Until now, Russians have not shown to be fanatical about the war, for example with rallies and parades, and attempts to force society to show its support for the war “have been manufactured in a pretty poor, Soviet-inspired manner,” Laruelle wrote.

“Moreover, while youth support is a central component of any fascist regime, in Russia, the youth are the most unreliable part of the population from the regime’s point of view, and the least supportive of the war,” she argued.

She cited surveys of Russians that find most people see the conflict “as a geopolitical struggle with the West” and that there is not any “particular enthusiasm for the more cultural, political, and genocidal aims of liquidating Ukraine’s statehood and nationhood.”
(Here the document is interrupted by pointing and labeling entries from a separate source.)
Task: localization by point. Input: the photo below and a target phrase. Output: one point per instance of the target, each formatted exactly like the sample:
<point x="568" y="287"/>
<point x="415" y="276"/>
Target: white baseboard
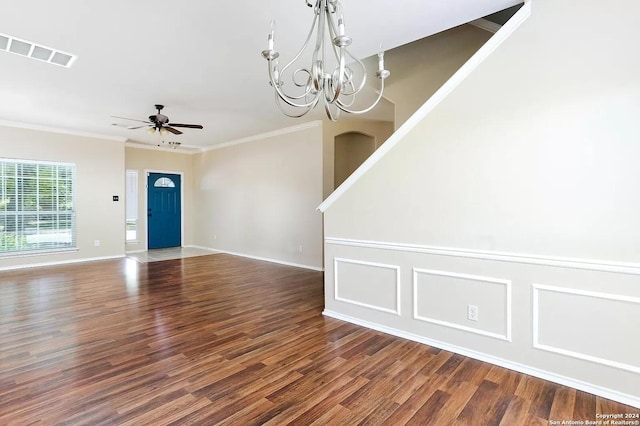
<point x="522" y="368"/>
<point x="202" y="248"/>
<point x="63" y="262"/>
<point x="265" y="259"/>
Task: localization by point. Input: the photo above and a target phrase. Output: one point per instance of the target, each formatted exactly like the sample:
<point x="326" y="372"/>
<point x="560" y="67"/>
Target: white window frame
<point x="41" y="220"/>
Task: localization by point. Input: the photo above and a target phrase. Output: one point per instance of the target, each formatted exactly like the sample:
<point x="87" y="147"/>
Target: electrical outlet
<point x="472" y="312"/>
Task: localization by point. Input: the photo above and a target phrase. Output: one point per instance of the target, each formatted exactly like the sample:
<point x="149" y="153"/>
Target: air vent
<point x="35" y="51"/>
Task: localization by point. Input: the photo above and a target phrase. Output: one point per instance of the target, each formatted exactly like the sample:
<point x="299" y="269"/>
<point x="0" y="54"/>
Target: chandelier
<point x="337" y="87"/>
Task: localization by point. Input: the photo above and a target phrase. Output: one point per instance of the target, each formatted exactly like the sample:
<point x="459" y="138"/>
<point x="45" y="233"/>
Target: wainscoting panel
<point x="443" y="298"/>
<point x="569" y="320"/>
<point x="592" y="326"/>
<point x="368" y="284"/>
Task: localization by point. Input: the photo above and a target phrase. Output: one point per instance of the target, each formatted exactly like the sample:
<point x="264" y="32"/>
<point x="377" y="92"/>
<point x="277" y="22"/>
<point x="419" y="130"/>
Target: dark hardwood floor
<point x="225" y="340"/>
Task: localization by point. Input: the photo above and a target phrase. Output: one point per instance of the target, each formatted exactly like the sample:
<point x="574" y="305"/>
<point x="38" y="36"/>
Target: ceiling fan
<point x="160" y="122"/>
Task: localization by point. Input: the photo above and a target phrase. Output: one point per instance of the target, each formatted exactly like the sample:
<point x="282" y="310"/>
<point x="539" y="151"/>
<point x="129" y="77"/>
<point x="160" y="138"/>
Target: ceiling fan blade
<point x="132" y="119"/>
<point x="188" y="126"/>
<point x="172" y="130"/>
<point x="127" y="126"/>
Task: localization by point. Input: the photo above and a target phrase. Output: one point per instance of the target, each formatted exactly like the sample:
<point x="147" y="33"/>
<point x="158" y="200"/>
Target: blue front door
<point x="163" y="211"/>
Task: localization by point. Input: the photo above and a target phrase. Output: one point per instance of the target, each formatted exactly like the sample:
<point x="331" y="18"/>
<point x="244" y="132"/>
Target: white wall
<point x="259" y="198"/>
<point x="517" y="194"/>
<point x="99" y="176"/>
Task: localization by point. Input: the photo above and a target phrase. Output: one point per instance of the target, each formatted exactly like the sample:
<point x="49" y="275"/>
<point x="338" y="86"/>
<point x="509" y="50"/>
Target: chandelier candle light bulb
<point x="336" y="88"/>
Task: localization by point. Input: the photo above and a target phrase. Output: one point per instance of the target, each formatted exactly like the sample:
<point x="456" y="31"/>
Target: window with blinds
<point x="37" y="209"/>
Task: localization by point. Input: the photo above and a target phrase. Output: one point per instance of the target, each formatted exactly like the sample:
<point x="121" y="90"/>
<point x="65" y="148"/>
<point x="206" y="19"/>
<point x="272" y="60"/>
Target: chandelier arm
<point x="287" y="99"/>
<point x="346" y="96"/>
<point x="345" y="108"/>
<point x="337" y="79"/>
<point x="304" y="46"/>
<point x="318" y="57"/>
<point x="327" y="109"/>
<point x="364" y="74"/>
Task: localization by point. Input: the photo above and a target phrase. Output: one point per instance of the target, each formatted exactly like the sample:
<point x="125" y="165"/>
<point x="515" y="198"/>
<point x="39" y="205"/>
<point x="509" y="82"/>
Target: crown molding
<point x="486" y="25"/>
<point x="266" y="135"/>
<point x="29" y="126"/>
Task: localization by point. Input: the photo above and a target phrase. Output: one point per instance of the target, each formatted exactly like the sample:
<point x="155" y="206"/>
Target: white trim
<point x="478" y="278"/>
<point x="532" y="259"/>
<point x="135" y="251"/>
<point x="480" y="356"/>
<point x="264" y="259"/>
<point x="366" y="305"/>
<point x="146" y="202"/>
<point x="29" y="126"/>
<point x="213" y="251"/>
<point x="492" y="44"/>
<point x="62" y="262"/>
<point x="579" y="355"/>
<point x="266" y="135"/>
<point x="486" y="25"/>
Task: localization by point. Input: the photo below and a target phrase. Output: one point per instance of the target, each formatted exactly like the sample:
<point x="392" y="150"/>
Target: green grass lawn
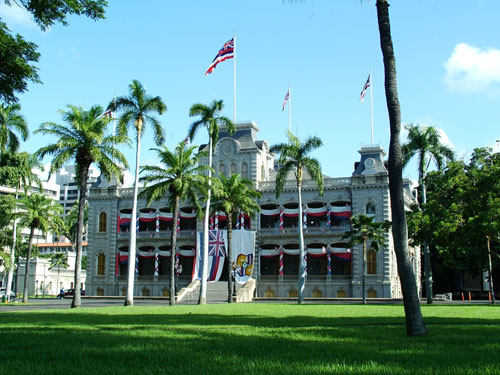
<point x="250" y="339"/>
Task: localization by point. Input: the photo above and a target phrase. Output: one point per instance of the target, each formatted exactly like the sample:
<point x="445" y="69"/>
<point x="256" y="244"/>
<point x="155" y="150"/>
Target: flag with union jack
<point x="365" y="87"/>
<point x="216" y="243"/>
<point x="225" y="53"/>
<point x="217" y="240"/>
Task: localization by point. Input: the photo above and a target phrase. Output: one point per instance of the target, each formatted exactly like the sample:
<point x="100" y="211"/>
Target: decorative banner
<point x="217" y="245"/>
<point x="156" y="262"/>
<point x="244" y="253"/>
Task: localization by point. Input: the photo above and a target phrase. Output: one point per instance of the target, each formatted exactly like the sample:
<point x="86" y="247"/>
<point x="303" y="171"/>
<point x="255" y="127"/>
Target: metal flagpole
<point x="234" y="88"/>
<point x="289" y="109"/>
<point x="371" y="99"/>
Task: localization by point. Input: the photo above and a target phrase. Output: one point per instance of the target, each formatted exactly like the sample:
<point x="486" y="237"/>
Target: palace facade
<point x="333" y="269"/>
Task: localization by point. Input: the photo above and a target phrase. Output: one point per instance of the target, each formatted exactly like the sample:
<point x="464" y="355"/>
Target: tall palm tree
<point x="424" y="142"/>
<point x="58" y="260"/>
<point x="17" y="171"/>
<point x="137" y="109"/>
<point x="179" y="177"/>
<point x="211" y="119"/>
<point x="11" y="121"/>
<point x="415" y="325"/>
<point x="232" y="194"/>
<point x="84" y="139"/>
<point x="294" y="158"/>
<point x="39" y="212"/>
<point x="363" y="230"/>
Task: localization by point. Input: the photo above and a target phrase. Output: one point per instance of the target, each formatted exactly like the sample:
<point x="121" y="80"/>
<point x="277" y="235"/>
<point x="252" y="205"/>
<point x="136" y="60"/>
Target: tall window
<point x="102" y="222"/>
<point x="371" y="264"/>
<point x="101" y="264"/>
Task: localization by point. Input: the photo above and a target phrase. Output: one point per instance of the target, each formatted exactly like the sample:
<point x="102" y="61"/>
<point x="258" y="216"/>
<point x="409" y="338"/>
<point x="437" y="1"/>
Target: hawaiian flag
<point x="216" y="243"/>
<point x="287" y="96"/>
<point x="365" y="87"/>
<point x="225" y="53"/>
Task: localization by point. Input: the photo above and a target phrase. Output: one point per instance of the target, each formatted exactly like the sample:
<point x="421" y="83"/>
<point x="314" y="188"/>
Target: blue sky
<point x="447" y="56"/>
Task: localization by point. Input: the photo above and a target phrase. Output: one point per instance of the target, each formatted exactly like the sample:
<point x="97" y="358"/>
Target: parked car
<point x="71" y="292"/>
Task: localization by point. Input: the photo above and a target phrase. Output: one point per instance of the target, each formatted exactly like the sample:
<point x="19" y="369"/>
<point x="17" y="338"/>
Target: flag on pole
<point x="108" y="114"/>
<point x="287" y="96"/>
<point x="225" y="53"/>
<point x="365" y="87"/>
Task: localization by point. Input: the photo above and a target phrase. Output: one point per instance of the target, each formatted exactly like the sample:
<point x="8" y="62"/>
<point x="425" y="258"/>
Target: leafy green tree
<point x="179" y="177"/>
<point x="84" y="139"/>
<point x="58" y="260"/>
<point x="11" y="122"/>
<point x="233" y="194"/>
<point x="211" y="119"/>
<point x="39" y="213"/>
<point x="365" y="230"/>
<point x="424" y="142"/>
<point x="19" y="56"/>
<point x="16" y="170"/>
<point x="137" y="110"/>
<point x="294" y="158"/>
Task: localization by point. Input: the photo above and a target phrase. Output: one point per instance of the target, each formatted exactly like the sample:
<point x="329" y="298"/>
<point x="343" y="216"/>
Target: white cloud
<point x="472" y="69"/>
<point x="16" y="15"/>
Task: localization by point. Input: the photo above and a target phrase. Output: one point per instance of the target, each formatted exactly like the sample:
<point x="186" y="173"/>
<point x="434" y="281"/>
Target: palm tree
<point x="11" y="121"/>
<point x="84" y="139"/>
<point x="415" y="325"/>
<point x="294" y="158"/>
<point x="136" y="109"/>
<point x="424" y="142"/>
<point x="210" y="118"/>
<point x="17" y="170"/>
<point x="39" y="212"/>
<point x="364" y="230"/>
<point x="59" y="260"/>
<point x="180" y="177"/>
<point x="232" y="194"/>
But with the war at danger of becoming prolonged and Russia facing ever more difficulties, Laruelle warned the Russian regime “has a real risk of shifting toward this kind of mobilization of society, and this totally utopian vision of the future.”

She wrote that a rise in paramilitary groups inside Russia – which have been cultivated by Putin's regime – “would constitute compelling evidence that the Russian state apparatus is becoming fascist.”

Courthouse News reporter Cain Burdeau is based in the European Union.